Court Opinion

ID: 5989647
Source: CourtListenerOpinion
Date Created: 2022-01-13 08:53:46.199741+00
Date Added: 2024-06-11T08:49:48.124247
License: Public Domain

Judgment, Supreme Court, Bronx County (Martin Marcus, J.), rendered December 10, 1992, convicting defendant, upon his plea of guilty, of assault in the first degree and sentencing him, as a persistent violent felony offender, to 8 years to life imprisonment, affirmed.
Defendant contends that the hearing court should have suppressed his incriminating statement made without counsel on August 30, 1991, while in police custody, that he had slashed the complainant’s face with a razor on July 3, because at that time he was represented by counsel in a pending Criminal Court matter concerning an incident that had occurred 3V2 months earlier, on May 15, wherein he was charged with attempted assault in the third degree, harassment and criminal possession of a weapon in the fourth degree. We disagree. Although the two incidents involved the same victim, they were otherwise unrelated, and thus defendant’s representation in connection with the prior pending incident was not a bar to his knowing and voluntary waiver of *268Miranda rights herein even in the absence of counsel (see, People v Bing, 76 NY2d 331).
The May incident occurred at the Union Square subway station in Manhattan, and led to defendant’s immediate arrest and arraignment in Manhattan Criminal Court. The July incident, which resulted in serious facial injury, occurred in the Bronx, and was reported to the police there. On August 23, defendant again menaced the victim at the Union Square subway station. The victim later told a Transit Police detective that this was the same man who had slashed her in July.

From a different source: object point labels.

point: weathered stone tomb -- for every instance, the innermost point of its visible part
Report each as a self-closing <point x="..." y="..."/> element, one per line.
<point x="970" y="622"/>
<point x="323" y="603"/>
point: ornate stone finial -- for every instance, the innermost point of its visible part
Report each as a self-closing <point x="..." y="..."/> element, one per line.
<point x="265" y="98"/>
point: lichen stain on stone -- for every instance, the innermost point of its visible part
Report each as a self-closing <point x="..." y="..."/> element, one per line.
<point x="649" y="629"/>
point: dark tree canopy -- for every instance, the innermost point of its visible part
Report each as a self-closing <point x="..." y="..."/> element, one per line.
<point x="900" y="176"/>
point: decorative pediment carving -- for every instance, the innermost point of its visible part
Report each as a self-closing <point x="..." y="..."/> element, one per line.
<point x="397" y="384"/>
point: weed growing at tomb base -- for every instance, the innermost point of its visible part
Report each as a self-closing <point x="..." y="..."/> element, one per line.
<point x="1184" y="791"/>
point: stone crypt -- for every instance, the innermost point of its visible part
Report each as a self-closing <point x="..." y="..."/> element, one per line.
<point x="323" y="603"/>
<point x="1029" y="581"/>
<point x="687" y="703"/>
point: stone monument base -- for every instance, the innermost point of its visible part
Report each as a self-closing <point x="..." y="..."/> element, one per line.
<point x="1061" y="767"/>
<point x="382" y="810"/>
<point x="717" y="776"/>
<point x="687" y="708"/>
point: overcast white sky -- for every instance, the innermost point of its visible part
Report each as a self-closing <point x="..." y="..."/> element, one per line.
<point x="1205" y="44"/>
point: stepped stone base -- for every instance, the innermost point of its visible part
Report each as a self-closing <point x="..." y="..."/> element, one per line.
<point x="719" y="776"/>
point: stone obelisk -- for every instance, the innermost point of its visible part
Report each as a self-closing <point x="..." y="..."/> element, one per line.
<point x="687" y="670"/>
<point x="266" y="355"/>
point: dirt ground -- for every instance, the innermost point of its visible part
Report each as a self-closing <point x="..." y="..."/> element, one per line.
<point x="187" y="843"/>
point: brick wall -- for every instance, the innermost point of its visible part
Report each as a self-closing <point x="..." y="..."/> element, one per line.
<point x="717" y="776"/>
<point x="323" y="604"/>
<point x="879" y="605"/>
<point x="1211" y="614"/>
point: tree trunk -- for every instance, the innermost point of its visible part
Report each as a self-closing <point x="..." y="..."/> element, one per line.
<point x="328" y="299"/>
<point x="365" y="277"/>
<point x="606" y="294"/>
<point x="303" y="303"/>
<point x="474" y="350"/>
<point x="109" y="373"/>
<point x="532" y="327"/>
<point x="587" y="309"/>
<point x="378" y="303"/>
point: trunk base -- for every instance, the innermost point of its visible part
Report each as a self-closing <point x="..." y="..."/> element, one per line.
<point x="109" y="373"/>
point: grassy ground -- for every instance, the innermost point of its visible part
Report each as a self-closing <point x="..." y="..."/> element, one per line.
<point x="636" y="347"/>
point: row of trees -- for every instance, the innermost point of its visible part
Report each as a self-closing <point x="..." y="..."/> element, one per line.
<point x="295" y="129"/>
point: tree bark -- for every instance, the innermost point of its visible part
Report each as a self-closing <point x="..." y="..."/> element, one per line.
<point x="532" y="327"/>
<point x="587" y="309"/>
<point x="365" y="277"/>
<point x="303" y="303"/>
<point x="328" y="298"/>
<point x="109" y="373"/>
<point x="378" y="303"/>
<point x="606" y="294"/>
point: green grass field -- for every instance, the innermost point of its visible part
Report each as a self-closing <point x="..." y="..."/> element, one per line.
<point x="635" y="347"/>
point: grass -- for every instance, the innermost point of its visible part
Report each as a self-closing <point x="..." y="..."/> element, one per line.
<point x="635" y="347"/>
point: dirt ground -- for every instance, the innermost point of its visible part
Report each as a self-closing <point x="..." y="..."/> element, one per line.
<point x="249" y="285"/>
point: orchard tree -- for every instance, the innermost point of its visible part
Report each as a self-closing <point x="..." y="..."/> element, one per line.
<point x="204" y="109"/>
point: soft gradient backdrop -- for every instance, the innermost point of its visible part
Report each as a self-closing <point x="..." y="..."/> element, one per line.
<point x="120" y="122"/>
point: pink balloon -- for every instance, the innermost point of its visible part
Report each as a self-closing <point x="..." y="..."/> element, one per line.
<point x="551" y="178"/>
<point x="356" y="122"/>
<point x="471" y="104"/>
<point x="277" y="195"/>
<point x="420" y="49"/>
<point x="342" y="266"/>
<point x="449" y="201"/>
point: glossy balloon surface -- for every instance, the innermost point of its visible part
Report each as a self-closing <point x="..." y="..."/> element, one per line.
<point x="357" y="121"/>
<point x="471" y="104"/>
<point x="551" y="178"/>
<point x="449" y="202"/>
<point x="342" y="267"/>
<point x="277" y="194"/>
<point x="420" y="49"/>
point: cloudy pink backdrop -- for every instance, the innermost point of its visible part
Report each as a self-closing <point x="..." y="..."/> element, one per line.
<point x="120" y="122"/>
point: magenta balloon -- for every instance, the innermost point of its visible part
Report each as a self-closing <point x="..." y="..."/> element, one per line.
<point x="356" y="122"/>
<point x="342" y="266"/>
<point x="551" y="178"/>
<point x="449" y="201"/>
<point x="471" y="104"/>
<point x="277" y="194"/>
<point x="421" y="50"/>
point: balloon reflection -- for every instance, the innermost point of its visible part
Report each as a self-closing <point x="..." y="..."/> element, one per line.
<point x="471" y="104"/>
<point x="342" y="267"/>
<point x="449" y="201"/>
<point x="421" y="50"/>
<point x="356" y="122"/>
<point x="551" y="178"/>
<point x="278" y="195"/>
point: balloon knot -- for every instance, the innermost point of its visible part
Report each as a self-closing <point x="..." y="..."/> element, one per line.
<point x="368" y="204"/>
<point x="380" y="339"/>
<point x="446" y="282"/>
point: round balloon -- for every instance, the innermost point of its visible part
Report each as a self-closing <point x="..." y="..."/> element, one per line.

We note that the hearing court specifically credited the testimony of the interrogating detective that he had no knowledge of the May incident when he questioned defendant on August 30, and defendant offers no persuasive evidence to the contrary. The dissent focuses upon the alleged "similarity” of the two crimes. But "similarity” does not satisfy the test of "relatedness”. In fact, the only significant common theme is the identity of the victim. Defendant’s earlier harassment of this victim in the subway does not require a conclusion that the two crimes were "related”, for purpose of assuming continuing representation by counsel, particularly where the first charge was at the misdemeanor level, subject to rapid disposition in Criminal Court, and the second offense was a serious felony committed in another county. Concur—Wallach, Asch, Nardelli and Mazzarelli, JJ.